Greasemonkey coming to Google Chrome

Posted on October 21, 2008 - 00:12 by Christian Zibreg

 

The immensely popular Greasemonkey add-on for Firefox users is coming to Google Chrome thanks to Aaron Boodman, who developed Greasemonkey in the first place. Boodman works at Google on the Gears project has contributed to the development of what will become a native Greasemonkey support rolled out in future Chrome versions. It is part of a broader Google move to enable more plug-ins in Chrome and introduce a new extensions API to open Chrome to third-party add-ons.

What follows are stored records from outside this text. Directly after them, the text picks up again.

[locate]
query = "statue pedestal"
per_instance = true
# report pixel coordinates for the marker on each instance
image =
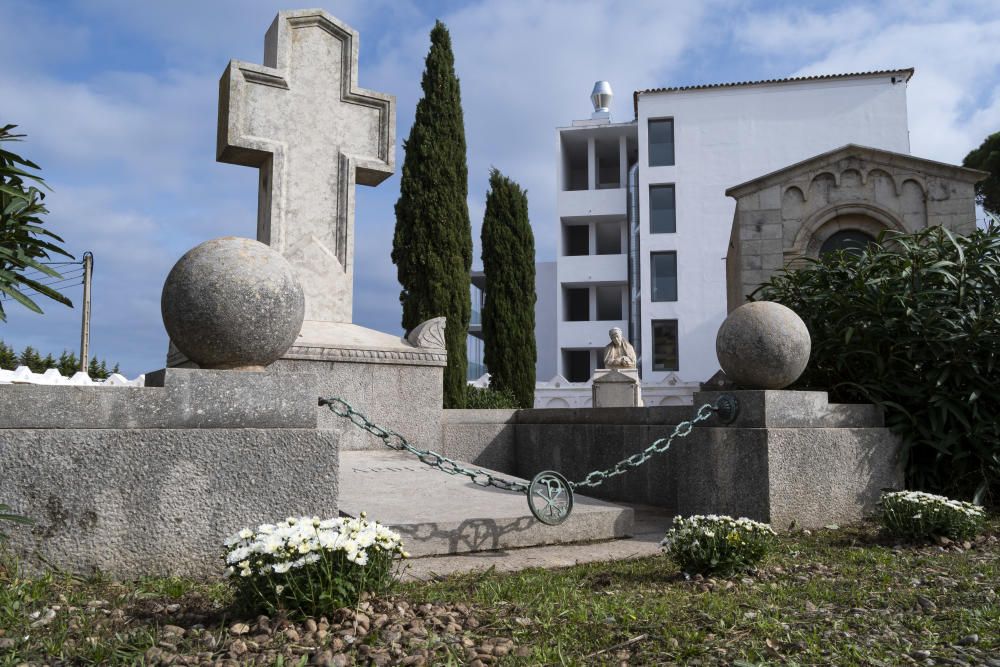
(616, 388)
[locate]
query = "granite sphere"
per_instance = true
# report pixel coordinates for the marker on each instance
(232, 303)
(763, 345)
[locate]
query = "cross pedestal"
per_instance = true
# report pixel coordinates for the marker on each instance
(302, 120)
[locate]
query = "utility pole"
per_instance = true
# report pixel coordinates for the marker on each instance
(88, 270)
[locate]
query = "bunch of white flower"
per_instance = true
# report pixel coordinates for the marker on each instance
(302, 561)
(922, 515)
(714, 543)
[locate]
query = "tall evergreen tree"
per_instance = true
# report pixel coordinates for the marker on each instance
(987, 158)
(432, 246)
(509, 296)
(8, 357)
(30, 358)
(48, 362)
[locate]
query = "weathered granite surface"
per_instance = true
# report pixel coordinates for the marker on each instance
(464, 431)
(763, 345)
(404, 398)
(232, 303)
(172, 398)
(616, 388)
(132, 502)
(788, 456)
(437, 513)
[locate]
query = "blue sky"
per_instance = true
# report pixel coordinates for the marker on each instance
(118, 99)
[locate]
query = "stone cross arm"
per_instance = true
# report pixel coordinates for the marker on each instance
(302, 120)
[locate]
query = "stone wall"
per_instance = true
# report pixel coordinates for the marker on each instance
(788, 457)
(150, 480)
(790, 213)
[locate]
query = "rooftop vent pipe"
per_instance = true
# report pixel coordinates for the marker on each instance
(601, 97)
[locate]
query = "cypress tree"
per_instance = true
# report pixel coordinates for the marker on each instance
(509, 295)
(8, 357)
(432, 245)
(30, 358)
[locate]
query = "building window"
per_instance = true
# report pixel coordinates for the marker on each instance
(577, 304)
(662, 209)
(608, 238)
(576, 365)
(609, 302)
(665, 355)
(664, 275)
(577, 239)
(661, 142)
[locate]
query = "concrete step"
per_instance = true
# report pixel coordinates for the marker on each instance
(437, 513)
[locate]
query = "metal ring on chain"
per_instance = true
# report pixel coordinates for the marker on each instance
(550, 497)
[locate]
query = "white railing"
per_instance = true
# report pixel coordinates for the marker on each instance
(561, 393)
(23, 375)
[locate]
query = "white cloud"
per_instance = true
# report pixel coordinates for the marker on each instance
(119, 99)
(800, 31)
(953, 96)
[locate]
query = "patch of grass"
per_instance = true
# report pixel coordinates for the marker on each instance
(844, 597)
(840, 597)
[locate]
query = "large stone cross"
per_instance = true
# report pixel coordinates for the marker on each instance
(302, 120)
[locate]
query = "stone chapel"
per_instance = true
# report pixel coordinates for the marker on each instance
(841, 199)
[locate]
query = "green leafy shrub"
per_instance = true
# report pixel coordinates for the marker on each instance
(722, 544)
(477, 398)
(24, 243)
(309, 566)
(912, 324)
(918, 515)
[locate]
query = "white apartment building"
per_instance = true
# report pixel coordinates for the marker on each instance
(659, 272)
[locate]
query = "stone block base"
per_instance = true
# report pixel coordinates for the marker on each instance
(133, 502)
(437, 513)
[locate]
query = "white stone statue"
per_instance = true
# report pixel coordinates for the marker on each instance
(619, 353)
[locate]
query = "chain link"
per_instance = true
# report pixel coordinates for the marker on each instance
(682, 430)
(481, 477)
(428, 457)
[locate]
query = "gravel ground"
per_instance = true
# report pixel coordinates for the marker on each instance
(378, 632)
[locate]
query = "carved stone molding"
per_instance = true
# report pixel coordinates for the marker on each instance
(429, 334)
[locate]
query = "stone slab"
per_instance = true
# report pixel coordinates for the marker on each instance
(616, 388)
(483, 437)
(793, 409)
(437, 513)
(135, 502)
(652, 416)
(651, 525)
(172, 398)
(404, 398)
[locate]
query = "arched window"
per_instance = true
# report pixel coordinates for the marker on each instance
(848, 240)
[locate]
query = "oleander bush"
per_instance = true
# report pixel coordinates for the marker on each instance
(478, 398)
(919, 515)
(717, 544)
(310, 567)
(912, 324)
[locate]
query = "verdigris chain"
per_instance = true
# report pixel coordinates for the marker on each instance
(550, 495)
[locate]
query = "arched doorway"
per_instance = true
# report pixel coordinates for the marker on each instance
(851, 230)
(853, 241)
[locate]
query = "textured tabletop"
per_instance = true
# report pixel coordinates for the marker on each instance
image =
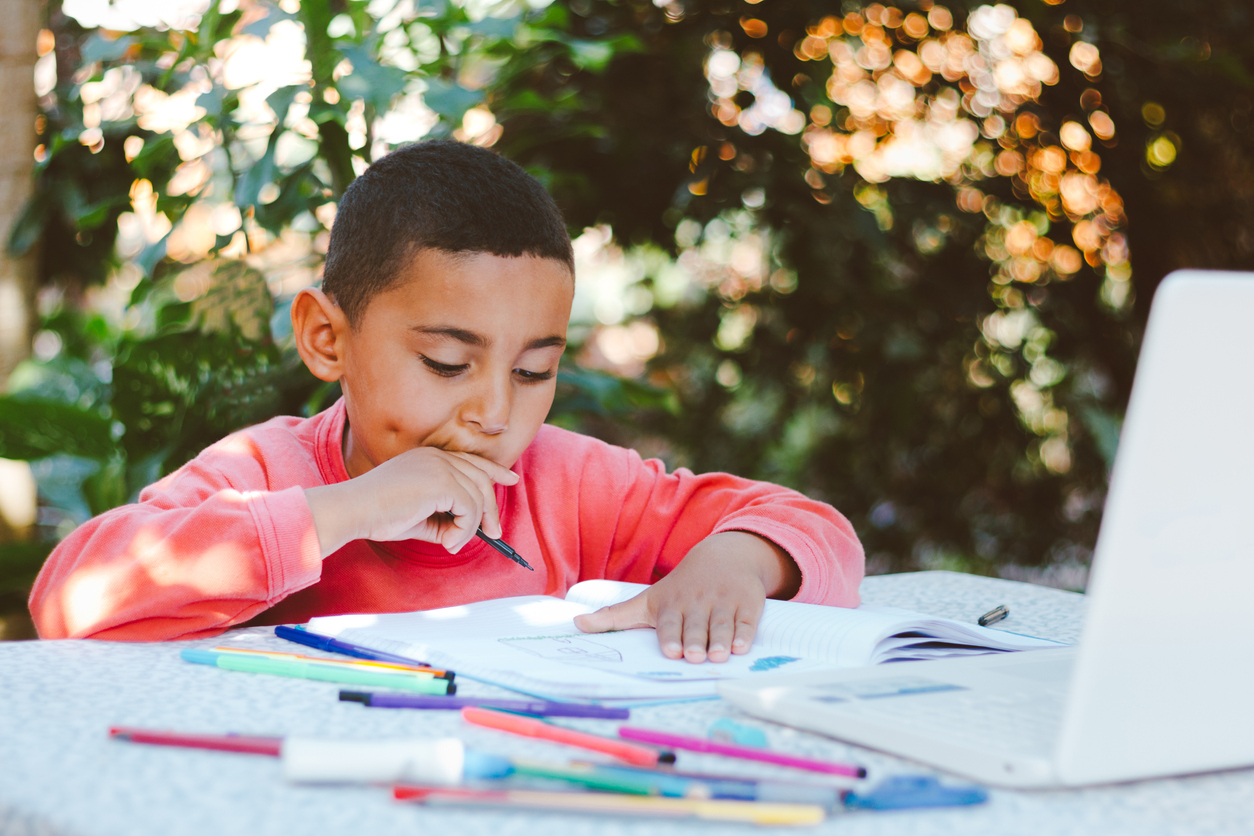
(60, 775)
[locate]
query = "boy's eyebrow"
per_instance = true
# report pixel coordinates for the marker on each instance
(450, 332)
(480, 341)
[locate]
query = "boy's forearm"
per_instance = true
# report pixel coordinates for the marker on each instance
(334, 519)
(780, 575)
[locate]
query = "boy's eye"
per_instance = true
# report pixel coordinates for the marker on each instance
(444, 370)
(533, 376)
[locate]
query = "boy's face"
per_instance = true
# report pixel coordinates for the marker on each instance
(460, 355)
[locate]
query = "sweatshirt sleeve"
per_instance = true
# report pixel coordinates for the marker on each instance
(203, 549)
(637, 522)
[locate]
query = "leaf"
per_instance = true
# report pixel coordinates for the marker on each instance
(20, 562)
(588, 390)
(370, 80)
(262, 172)
(238, 301)
(448, 99)
(497, 26)
(59, 479)
(33, 429)
(29, 227)
(261, 28)
(99, 48)
(281, 102)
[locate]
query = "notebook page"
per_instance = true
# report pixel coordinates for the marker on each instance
(528, 643)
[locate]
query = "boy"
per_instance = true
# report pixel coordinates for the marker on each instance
(443, 313)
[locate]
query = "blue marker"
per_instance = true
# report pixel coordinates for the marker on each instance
(302, 636)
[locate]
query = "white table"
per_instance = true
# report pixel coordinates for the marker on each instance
(60, 775)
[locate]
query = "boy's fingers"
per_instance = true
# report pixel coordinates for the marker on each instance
(670, 629)
(722, 628)
(696, 636)
(498, 474)
(469, 466)
(746, 629)
(467, 513)
(625, 616)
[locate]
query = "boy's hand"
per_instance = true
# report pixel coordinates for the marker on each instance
(423, 494)
(710, 604)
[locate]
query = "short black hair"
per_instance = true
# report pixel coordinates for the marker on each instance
(437, 194)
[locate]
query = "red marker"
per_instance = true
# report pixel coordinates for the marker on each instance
(271, 746)
(528, 727)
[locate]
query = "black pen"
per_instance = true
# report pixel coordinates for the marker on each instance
(993, 616)
(504, 548)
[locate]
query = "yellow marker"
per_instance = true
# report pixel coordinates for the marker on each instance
(353, 663)
(606, 802)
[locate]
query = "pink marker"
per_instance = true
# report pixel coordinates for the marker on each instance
(746, 752)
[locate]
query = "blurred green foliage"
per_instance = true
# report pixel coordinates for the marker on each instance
(860, 370)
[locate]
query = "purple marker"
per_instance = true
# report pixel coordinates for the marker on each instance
(450, 703)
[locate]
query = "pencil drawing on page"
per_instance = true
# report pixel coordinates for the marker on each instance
(564, 648)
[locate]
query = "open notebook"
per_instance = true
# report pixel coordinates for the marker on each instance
(531, 644)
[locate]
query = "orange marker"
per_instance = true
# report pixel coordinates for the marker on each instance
(529, 727)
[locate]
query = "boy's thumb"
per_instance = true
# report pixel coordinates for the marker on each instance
(628, 614)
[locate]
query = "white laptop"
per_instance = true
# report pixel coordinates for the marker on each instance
(1163, 679)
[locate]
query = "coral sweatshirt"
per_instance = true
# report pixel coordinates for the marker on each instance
(228, 538)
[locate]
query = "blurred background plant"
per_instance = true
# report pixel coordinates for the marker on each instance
(894, 255)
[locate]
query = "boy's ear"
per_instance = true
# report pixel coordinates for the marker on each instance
(321, 330)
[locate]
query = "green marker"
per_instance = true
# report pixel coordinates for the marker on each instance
(591, 777)
(324, 672)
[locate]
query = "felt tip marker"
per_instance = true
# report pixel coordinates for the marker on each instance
(457, 703)
(302, 636)
(247, 663)
(438, 761)
(504, 548)
(616, 805)
(744, 752)
(531, 727)
(354, 664)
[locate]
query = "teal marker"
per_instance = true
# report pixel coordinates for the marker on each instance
(324, 672)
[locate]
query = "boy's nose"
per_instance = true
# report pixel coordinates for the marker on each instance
(489, 407)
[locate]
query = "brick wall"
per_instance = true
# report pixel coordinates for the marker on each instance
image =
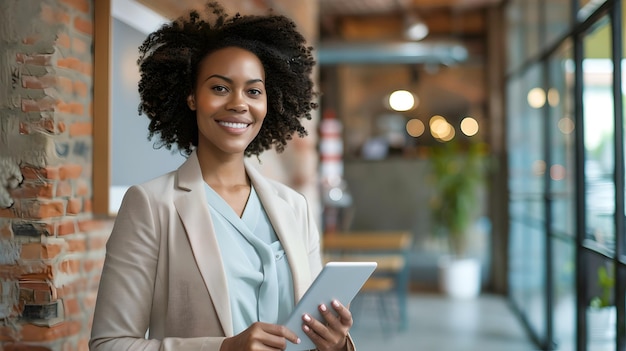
(51, 247)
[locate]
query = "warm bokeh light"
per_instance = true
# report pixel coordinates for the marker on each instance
(440, 128)
(553, 97)
(469, 126)
(536, 97)
(449, 135)
(401, 100)
(539, 167)
(415, 127)
(566, 125)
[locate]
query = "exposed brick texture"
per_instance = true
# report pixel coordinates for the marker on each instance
(52, 247)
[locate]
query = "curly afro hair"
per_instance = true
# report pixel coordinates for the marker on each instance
(169, 60)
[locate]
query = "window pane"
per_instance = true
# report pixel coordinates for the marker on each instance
(527, 167)
(557, 19)
(560, 99)
(587, 7)
(522, 31)
(601, 313)
(599, 140)
(564, 287)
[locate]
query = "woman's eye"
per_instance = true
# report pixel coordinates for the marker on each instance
(220, 89)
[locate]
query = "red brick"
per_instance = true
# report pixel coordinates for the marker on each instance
(71, 108)
(42, 296)
(74, 206)
(42, 82)
(46, 209)
(7, 212)
(34, 59)
(64, 189)
(82, 188)
(77, 245)
(52, 16)
(79, 46)
(63, 40)
(87, 205)
(80, 88)
(34, 190)
(96, 242)
(65, 228)
(83, 25)
(70, 171)
(90, 225)
(35, 251)
(30, 40)
(71, 63)
(44, 104)
(70, 266)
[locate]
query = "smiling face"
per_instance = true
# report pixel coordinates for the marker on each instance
(230, 100)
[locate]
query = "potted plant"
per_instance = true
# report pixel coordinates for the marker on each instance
(458, 173)
(602, 313)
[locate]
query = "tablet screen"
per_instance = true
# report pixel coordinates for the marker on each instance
(337, 280)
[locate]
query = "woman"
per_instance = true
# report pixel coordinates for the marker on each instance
(213, 255)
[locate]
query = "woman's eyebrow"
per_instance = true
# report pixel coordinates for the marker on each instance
(256, 80)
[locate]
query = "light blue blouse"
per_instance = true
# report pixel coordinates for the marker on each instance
(257, 272)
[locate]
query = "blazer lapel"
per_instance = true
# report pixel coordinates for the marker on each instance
(194, 213)
(284, 222)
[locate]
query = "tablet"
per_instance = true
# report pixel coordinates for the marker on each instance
(337, 280)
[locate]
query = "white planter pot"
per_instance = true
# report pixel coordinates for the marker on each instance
(601, 323)
(460, 278)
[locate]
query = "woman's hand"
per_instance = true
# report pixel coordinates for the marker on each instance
(260, 336)
(333, 335)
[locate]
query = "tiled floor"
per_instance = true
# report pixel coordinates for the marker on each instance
(437, 323)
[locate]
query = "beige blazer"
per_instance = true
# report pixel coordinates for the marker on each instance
(163, 270)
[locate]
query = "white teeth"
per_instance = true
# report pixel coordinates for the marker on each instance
(234, 125)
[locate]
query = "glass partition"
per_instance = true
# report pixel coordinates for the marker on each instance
(527, 210)
(599, 136)
(562, 193)
(557, 20)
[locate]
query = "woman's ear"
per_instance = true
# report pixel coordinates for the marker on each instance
(191, 102)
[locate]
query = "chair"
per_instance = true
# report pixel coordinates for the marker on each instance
(390, 250)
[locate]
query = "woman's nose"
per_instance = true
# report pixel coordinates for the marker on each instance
(237, 103)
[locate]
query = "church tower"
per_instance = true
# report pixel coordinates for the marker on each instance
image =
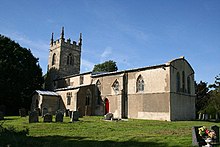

Greasemonkey support currently exists only in open source developer Chrome builds called Chromium and will be introduced in future shipping consumer versions of Chrome, Boodman said. Those who want to try it out today need to grab a copy of the Google Chrome Channel Chooser tool available at the Dev Channel site. The application offers a choice between a beta channel for access to less frequent, but more stable Chrome releases or the developer channel that publishes Chrome builds every week with new features that are yet to appear in the shipping version of Chrome. Chromium builds can be run with Greasemonkey through the "--enable-greasemonkey" option.

Google plans to roll out Greasemonkey support in the near future in a public version of Chrome and add functionality such as live scripts updating and restricting a script to a particular site.